Présences: Strasnoy/ Britten au Châtelet

Beaucoup dormi pendant les cinq Interludes de Peter Grimes (mais je me suis quand même rendu compte qu'il y avait un beau solo d'alto dans la Passacaille tirée du même opéra). Pas dormi du tout en revanche pendant le Bal, l'opéra de Strasnoy en deuxième partie, qui m'a laissé des sentiments mitigés. La musique en est très composite: il y a du bruitisme (le début), une scène de leçon de musique un peu fofolle qui fait théâtre musical, une scène très rythmique où ça swingue (avec la mère), des chansons irlandaises franchement grivoises, un passage qui rappelle Philippe Hersant, des citations attendues de Berio/Mahler et la clarinette de la scène de danse du Wozzeck. La fin avec son atmosphère de désastre est plutôt réussie. Non, le problème est plus que c'est une comédie qui arrache parfois un sourire, guère plus (la faute à qui? un texte trop anodin, entre comédie bourgeoise et surréalisme? les acteurs qui surjouent et dont la diction n'est pas à la hauteur?). Relative déception, donc.

29 octobre 2011

Lulu à la Bastille

(vendredi soir à Bastille)

Avec Lulu, j'ai toujours parfois une impression de noyade dans un univers complexe et labyrinthique, mais j'avais lu Jameux avant, ce qui m'a permis de me repérer un peu mieux que la dernière fois (en 2003, déjà la même et excellente mise en scène).

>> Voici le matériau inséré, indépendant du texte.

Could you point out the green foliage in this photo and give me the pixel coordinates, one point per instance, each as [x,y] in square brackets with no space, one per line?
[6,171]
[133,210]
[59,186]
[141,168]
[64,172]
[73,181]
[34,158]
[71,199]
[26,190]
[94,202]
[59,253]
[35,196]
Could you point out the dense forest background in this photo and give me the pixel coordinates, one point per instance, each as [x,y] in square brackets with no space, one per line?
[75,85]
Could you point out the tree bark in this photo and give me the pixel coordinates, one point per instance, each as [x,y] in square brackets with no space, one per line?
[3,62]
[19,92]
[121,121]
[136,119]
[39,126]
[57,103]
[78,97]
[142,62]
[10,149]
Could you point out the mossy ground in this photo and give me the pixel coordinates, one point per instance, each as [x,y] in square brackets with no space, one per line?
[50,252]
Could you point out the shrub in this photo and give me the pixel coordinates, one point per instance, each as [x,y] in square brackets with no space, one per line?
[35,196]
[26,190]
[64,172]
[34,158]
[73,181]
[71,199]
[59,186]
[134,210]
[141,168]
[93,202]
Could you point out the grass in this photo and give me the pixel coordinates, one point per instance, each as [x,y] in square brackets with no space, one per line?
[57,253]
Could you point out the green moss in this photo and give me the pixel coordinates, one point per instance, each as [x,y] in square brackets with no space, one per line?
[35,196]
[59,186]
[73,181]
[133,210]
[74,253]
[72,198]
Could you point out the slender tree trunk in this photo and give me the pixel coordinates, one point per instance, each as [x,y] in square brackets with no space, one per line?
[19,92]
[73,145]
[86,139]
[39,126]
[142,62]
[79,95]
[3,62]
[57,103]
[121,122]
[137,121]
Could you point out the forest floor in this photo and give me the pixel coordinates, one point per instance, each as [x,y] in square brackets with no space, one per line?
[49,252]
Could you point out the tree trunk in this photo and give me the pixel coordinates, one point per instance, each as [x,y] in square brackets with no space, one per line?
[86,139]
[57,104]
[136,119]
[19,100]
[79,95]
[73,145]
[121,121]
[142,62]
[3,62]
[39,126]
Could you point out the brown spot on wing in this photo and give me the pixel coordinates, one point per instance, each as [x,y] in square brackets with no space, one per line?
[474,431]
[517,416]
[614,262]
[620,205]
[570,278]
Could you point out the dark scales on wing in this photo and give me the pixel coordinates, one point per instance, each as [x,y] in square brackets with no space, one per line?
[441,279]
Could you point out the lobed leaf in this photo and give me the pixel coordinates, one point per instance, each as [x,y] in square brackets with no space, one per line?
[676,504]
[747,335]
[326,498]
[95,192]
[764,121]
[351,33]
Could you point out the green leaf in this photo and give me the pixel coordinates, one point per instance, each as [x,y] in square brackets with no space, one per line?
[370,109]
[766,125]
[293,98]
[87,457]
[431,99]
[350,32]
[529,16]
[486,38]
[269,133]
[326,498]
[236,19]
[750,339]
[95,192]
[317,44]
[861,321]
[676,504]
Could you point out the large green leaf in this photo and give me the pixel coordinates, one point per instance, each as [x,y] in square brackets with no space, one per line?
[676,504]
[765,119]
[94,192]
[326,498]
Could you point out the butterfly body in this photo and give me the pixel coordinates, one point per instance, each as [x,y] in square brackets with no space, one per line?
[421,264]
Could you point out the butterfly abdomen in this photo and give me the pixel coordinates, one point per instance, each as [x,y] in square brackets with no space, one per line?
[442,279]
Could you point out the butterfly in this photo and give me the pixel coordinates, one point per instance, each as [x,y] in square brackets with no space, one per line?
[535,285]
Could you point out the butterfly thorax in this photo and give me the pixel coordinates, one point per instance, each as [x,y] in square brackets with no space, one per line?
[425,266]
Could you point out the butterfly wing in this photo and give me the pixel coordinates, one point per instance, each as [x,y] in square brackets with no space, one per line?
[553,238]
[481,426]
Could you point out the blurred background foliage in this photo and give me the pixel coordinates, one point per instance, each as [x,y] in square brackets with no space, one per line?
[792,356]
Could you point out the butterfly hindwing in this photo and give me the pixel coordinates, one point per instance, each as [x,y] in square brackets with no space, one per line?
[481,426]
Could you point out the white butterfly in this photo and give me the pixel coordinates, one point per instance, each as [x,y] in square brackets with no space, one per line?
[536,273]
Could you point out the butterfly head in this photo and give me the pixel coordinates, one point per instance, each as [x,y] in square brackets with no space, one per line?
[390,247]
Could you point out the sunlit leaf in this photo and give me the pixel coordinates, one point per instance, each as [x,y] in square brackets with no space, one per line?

Ce que je n'entends toujours pas:

  • les séries: c'est trop long 12 notes; j'entends Lulu quand c'est une gavotte (un affect néo-classique décrivant la moquerie contre le mariage), pas quand c'est une série; pas repéré Alwa non plus, ni Schön; la conclusion s'impose, ma vie - enfin, hein, la vie de mon oreille - est un échec affreux;
  • les palindromes: dans le magnifique interlude du 2ième acte: pas repéré le centre, le lieu où ça rembobine; il est vrai que ça va si vite.

Ce que j'entends et je repère bien:

  • les grands râles mahlériens (Schön et Jack l'éventreur, forcément);
  • la monoritmica (pam.... pam....papam, ça c'est perceptible, une séquence de quatre signes, ça va) qui sert pour la mort du peintre ET la scène avec le nègre (logique); que l'on retrouve avec les nein de Lulu, au moment fatal, et à l'extrême fin;
  • la chanson misérabiliste de Wedekind (les variations de l'interlude de l'acte III et un thème qui figure la prostitution, comme dans la scène avec l'aigrefin à Paris). (un thème de complexité zéro, ouf) 
  • les quintes de Geschwitz (qui ne sonnent pas du tout comme du Berg, c'est très bizarre)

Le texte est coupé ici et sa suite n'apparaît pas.